Павел Лунгин взялся за российскую интерпретацию сериала «Родина». В процессе съемок он с трудом выкроил полчаса на разговор с THR, но даже за это короткое время успел поставить диагноз нации и объяснить, откуда берется сочувствие к отрицательным героям.
Этот материал был опубликован в июньском номере «The Hollywood Reporter – Российское издание».
— Если за океаном то, что большой кинорежиссер взялся за сериал, уже давно обычное дело, то у нас это пока уникальное событие. «Родина» стала вашим первым полноценным ТВ-проектом. Как вы решились на радикальную смену формата?

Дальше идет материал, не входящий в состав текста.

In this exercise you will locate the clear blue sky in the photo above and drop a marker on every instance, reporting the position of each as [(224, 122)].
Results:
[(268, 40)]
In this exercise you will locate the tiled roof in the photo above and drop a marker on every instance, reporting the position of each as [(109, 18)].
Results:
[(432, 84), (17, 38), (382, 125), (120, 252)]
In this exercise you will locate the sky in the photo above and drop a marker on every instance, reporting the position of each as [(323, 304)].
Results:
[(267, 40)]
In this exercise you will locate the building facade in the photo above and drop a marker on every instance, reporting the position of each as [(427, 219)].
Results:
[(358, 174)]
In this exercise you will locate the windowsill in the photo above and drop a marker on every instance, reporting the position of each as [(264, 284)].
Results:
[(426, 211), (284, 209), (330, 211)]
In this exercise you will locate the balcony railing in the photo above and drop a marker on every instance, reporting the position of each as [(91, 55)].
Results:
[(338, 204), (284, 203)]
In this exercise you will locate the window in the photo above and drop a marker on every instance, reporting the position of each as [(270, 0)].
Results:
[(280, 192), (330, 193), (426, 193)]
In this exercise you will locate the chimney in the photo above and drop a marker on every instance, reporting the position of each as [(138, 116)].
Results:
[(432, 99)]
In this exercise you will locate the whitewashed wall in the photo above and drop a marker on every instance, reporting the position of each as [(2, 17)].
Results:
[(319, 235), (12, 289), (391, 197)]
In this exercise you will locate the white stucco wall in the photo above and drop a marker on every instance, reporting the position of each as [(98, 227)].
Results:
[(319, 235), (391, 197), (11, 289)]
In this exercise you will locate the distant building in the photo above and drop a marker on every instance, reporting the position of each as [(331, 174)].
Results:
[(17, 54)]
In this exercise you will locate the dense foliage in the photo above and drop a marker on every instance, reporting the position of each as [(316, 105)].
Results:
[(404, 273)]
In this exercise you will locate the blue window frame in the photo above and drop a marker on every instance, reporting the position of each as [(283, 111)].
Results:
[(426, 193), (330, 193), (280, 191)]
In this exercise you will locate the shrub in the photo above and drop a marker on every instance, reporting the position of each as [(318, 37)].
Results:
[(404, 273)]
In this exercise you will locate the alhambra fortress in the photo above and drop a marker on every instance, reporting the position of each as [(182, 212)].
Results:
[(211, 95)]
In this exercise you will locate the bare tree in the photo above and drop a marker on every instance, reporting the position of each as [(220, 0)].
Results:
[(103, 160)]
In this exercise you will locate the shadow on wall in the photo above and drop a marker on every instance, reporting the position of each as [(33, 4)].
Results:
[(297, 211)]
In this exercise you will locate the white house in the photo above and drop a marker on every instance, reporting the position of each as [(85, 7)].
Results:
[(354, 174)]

— Во-первых, это невероятно интересный проект. Я начал смотреть американскую «Родину»(сериал телеканала Showtime, созданный по мотивам израильского «Военнопленного»; российская версия также является интерпретацией последнего. — THR) и просто не мог оторваться. Сейчас появилась новая «семья» сериалов, в них есть какое-то наркотическое начало: пока не досмотрел, не отпускают. У меня это был первый такой телефильм, от которого я почувствовал зависимость и хотел еще и еще. Кино же устроено по-другому: ты проводишь два часа, переживаешь катарсис — и уходишь освобожденный. А тут я почувствовал новый принцип психологического воздействия, который пытаюсь сейчас сам разгадать и реализовать. Во-вторых, мне очень понравилось, что это история двух ненормальных, неформатных людей. Главные герои на грани нервного, психического срыва, и они вызывают симпатию, глубокие гуманистические чувства.